He seemed to appear out of nowhere. You could tell he was a professional man, around 50 and nicely dressed. Apparently he’d been eavesdropping on our conversation on the patio outside of the café. He handed us a slip of paper with his contact information. If we didn’t mind, he’d like to join us sometime for our discussion on Church and following Jesus.
He showed up the next time we met. The members of our group are all ministry leaders of some kind, and so I listened a little more attentively when he said he works as an emergency room physician. Twenty-some years in the same practice. His wife works as an ER doctor, as well. I imagined the stories they would exchange each evening after the kids had gone to bed.
“I have an image of the Church I’d like to share with you,” he said, diving in like an old friend. “Imagine a Church that is really a hospital. Every-one is in some stage of trauma, and you can see it on everyone’s face. No one can hide their injuries. All of them are shuffling around, sliding their IV poles beside them. And here’s the best part. Everyone has on those hospital robes with the slit down the back—the kind that flaps open when you walk. Everyone is open to everyone else, and there is no way to hide. And it’s really ok, because everyone is in the same situation, and everyone can see each other as they actually are.”
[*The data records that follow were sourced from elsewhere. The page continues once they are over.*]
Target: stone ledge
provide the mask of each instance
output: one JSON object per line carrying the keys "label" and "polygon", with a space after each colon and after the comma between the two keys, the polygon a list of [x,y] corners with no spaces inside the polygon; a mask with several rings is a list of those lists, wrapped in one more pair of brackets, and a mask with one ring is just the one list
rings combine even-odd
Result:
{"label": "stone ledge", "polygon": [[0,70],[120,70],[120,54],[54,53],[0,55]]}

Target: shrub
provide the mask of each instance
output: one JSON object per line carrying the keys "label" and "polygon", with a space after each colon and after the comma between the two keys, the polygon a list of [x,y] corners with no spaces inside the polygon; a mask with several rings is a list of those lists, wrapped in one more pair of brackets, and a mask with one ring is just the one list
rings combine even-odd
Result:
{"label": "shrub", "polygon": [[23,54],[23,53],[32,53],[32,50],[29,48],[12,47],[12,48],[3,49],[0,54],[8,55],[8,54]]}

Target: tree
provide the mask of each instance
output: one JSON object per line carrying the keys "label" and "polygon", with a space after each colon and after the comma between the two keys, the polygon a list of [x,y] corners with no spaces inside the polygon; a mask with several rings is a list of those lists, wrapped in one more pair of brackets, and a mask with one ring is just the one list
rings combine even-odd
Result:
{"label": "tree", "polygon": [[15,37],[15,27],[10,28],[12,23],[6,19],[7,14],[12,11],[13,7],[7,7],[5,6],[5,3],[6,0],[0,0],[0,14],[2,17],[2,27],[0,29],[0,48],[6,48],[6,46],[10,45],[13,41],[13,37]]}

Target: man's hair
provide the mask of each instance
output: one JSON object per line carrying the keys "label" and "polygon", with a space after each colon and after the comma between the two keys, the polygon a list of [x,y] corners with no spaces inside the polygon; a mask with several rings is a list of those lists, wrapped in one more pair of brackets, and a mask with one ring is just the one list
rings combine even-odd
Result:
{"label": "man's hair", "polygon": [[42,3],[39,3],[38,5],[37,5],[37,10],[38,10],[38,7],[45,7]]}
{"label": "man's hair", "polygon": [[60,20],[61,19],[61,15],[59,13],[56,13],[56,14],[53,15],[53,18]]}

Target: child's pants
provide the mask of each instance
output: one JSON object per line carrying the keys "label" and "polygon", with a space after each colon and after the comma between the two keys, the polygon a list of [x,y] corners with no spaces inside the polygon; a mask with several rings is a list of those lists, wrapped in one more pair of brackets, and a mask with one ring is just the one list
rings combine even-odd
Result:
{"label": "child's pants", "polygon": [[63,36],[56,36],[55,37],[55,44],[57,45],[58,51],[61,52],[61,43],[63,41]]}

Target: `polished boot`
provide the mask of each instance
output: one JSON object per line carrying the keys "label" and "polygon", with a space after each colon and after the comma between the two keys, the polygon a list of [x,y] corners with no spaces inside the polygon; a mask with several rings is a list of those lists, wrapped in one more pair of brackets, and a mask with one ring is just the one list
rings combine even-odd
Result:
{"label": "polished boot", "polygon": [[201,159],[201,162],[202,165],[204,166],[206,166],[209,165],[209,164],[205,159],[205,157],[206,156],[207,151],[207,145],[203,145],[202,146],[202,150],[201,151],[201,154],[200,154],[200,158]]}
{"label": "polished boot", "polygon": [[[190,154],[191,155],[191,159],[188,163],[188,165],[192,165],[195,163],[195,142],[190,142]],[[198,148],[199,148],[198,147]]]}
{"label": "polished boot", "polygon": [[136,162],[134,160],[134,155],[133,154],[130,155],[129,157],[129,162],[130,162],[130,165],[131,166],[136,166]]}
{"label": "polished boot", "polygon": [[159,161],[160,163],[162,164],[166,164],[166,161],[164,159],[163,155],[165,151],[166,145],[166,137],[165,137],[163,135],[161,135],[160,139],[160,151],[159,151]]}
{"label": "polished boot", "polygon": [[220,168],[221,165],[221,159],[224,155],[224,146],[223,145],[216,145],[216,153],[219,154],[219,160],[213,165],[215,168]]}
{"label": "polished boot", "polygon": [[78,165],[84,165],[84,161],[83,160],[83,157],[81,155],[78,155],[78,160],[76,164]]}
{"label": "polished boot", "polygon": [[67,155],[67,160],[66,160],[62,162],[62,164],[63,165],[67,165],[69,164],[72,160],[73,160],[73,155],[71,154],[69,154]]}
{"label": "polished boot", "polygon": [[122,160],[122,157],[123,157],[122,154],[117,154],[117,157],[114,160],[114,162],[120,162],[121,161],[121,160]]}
The visual was too much. We laughed. We made the requisite hilarious comments (pastors can be really funny outside of the church). And then we began to reflect and wonder aloud if such a Church was even possible.
A Church where Jesus is the attending physician. And the pews are filled with people attached to IV poles with the slow, steady drip of love, forgiveness, and mercy. And all the people who don’t think they’re sick, or who don’t want other people thinking they’re sick, or who are above wearing those embarrassing, flimsy gowns, go somewhere else and let Jesus attend to the people with the open robes.
People like the woman who washed Jesus’ feet with her tears with an open robe of shame. Or the tax collector who couldn’t even lift his eyes to Heaven offering his gift in the temple with an open robe of unworthiness. Or the disciple following his denial of Christ with an open robe of regret. The cohort of lepers with open robes of rejection. The father of a sick child with an open robe of despair.
Move slowly and deliberately through the corridors of Scripture, and in every room you’ll find the disease of sin taking its toll. Walk the halls of each of our lives, and you’ll find each of us a sinner.
“It is not the healthy who need a doctor, but the sick,” Jesus said in Matthew 9:12, reclining in the home of a tax collector, surrounded by a room full of scoundrels. He’s talking about every single one of us, and He’s inviting us into this gathering of the broken, the needy, the corrupt, and the greedy—a gathering of people exposed to each other, and wide open to God.
“Gotta get to work,” said the doctor, as he pushed back from the table. We thanked him for joining us and prayed with him. And then he was gone—off to see all of those people with the open robes.